The problem? A focus on metrics? Emphasis added: “But the heavy focus on metrics, in this already competitive industry, has also fostered an uncompromising culture, one where employees are constantly measured and game designers are pushed to meet aggressive deadlines. While some staff members thrive in this environment, others find it crushing. Several former employees describe emotionally charged encounters, including loud outbursts from Mr. Pincus, threats from senior leaders and moments when colleagues broke down into tears.”
Measuring employees and pushing them to meet aggressive deadlines doesn’t sound all that outrageous to me, to be honest.
The infamous stock option renegotiations were once again surfaced as well, but the article failed to point out that a grand total of four employees, out of thousands, were affected.
But the article also points out the perks. I’ve never had perks like this:
The company has added data centers and expanded teams to ease the burden on its engineers. It is also encouraging managers to schedule a bigger buffer between project phases and to give teams the week off before a game’s debut. Zynga — which offers employee perks like acupuncture, Friday happy hours and a cafeteria with organic food — is also spending millions on focus groups and other initiatives to strengthen its manager training programs.
Zynga dispenses lavish gifts like vacations and $100,000 in vested stock. After the game Mafia Wars reached a milestone two years ago, Zynga sent the team to Las Vegas to celebrate, buying some 80 plane tickets and providing $500 in cash for each person and luxury hotel accommodations, according to one former senior employee.
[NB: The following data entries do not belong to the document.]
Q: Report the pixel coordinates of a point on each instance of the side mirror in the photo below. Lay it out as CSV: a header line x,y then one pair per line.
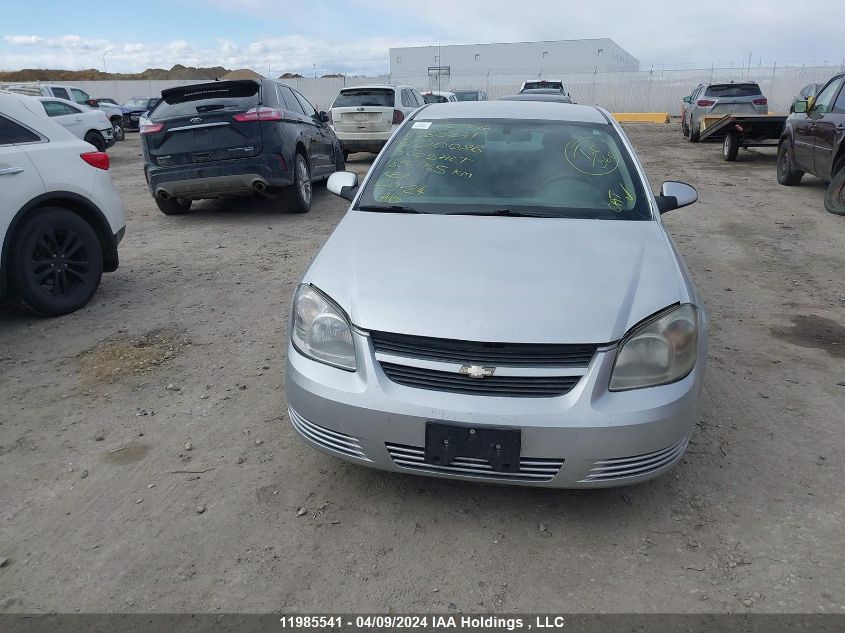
x,y
674,195
343,184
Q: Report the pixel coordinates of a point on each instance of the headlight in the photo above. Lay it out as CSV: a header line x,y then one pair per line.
x,y
320,329
658,352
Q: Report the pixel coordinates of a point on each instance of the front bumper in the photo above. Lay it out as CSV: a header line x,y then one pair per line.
x,y
587,438
220,178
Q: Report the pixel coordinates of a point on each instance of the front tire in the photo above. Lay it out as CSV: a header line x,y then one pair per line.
x,y
173,206
55,263
730,147
96,139
834,197
299,194
787,175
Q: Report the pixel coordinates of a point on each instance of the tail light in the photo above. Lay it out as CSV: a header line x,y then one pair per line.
x,y
151,128
100,160
261,113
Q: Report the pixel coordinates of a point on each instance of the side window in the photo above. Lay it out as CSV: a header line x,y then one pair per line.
x,y
306,105
824,100
80,96
11,133
290,100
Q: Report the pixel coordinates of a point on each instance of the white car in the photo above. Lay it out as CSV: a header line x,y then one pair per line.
x,y
61,217
76,95
364,117
439,96
92,126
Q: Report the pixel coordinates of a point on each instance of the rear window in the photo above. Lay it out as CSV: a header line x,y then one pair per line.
x,y
212,97
733,90
533,85
381,97
548,168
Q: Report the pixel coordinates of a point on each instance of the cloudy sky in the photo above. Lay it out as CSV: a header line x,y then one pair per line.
x,y
353,36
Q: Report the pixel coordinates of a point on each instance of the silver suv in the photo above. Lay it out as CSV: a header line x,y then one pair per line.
x,y
720,99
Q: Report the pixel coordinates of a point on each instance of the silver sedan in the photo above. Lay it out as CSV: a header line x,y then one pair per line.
x,y
501,303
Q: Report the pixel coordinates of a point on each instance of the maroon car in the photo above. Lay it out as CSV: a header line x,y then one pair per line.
x,y
812,142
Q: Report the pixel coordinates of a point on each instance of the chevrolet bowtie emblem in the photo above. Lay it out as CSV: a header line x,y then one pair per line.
x,y
477,371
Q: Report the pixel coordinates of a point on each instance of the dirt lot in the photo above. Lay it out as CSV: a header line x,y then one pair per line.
x,y
185,344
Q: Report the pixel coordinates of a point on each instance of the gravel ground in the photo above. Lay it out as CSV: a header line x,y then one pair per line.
x,y
147,464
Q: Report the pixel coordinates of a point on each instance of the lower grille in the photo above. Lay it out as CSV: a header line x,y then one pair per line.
x,y
518,386
530,468
328,439
624,467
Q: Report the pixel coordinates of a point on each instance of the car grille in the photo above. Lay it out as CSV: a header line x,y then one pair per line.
x,y
497,354
530,468
326,438
505,386
624,467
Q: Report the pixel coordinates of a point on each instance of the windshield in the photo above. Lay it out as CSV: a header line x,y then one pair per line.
x,y
381,97
507,167
135,104
733,90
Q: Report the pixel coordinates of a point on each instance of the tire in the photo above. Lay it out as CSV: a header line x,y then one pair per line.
x,y
834,196
730,147
299,194
119,132
96,139
173,206
786,174
55,263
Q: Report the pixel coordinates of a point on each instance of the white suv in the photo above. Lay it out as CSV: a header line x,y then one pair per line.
x,y
61,217
364,117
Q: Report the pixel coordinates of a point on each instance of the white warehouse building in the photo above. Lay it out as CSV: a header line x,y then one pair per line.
x,y
475,65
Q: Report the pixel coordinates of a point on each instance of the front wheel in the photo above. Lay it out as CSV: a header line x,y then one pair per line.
x,y
173,206
730,148
834,197
786,174
55,263
96,139
299,194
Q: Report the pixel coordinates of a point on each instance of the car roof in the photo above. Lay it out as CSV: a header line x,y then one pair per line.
x,y
552,111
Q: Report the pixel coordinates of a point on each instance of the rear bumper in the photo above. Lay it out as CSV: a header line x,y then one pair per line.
x,y
222,178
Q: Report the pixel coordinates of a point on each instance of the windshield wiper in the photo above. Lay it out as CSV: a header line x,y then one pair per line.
x,y
504,212
392,208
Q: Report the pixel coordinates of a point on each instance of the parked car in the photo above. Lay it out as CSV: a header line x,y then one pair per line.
x,y
136,107
575,361
241,137
78,96
721,99
812,143
90,125
364,117
538,95
439,96
808,93
61,218
470,94
544,84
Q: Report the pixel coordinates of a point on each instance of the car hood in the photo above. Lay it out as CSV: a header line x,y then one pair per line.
x,y
498,279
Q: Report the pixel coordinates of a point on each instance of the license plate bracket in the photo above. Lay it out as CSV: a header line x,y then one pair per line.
x,y
445,442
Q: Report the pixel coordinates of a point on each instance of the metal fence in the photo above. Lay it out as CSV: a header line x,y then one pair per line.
x,y
643,91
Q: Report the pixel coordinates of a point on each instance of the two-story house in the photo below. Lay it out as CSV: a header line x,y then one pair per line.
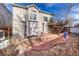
x,y
30,20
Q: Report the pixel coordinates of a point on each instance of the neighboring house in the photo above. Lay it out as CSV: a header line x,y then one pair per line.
x,y
30,20
5,19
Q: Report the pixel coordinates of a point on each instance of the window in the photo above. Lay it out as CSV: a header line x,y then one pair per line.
x,y
45,18
33,16
51,19
1,34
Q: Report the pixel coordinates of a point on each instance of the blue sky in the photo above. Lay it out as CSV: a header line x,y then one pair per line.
x,y
59,9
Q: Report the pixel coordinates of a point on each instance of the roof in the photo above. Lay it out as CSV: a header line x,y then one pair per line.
x,y
33,5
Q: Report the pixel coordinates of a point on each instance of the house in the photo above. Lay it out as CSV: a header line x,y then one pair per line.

Next, rival Electronic Arts’ fingerprints are all over this story. There are two quotes from EA executives:
“I expect a lot of game and tech companies will begin recruiting Zynga’s talent after their equity becomes liquid,” said Gabrielle Toledano, head of human resources for Electronic Arts. “Competitors will make the case that they offer much more compelling opportunities for creative people.”
“We’ve learned that when companies treat talent as a commodity, the consequences are severe,” said Ms. Toledano of Electronic Arts. “It takes years to repair a reputation.” (probably referring to this EA lawsuit)
And there’s also a quote by famous venture capitalist Roger McNamee saying Zynga will end up a cautionary tale (McNamee, with all due respect, is the man who predicted Palm would kill the iPhone).
“Zynga should be an example of entrepreneurship at its best,” said Roger McNamee, a co-founder of the venture capital firm Elevation Partners. “Instead it’s going to be a Harvard Business School case study on founder overreach — this will be a cautionary tale.”
The fact that McNamee’s former founding partner at Elevation Partners, John Riccitiello, is now the CEO of EA, isn’t mentioned. Nor is the fact that Elevation Partners tried at one point to invest in Zynga.
And Zynga, in the IPO quiet period, can’t do a damn thing to fight back.
All’s fair in love and war, and with the hundred plus former EA employees and executives now at Zynga, I’m not surprised they’re fighting back. But the New York Times should have known better than to become a tool for EA. That article just smells bad.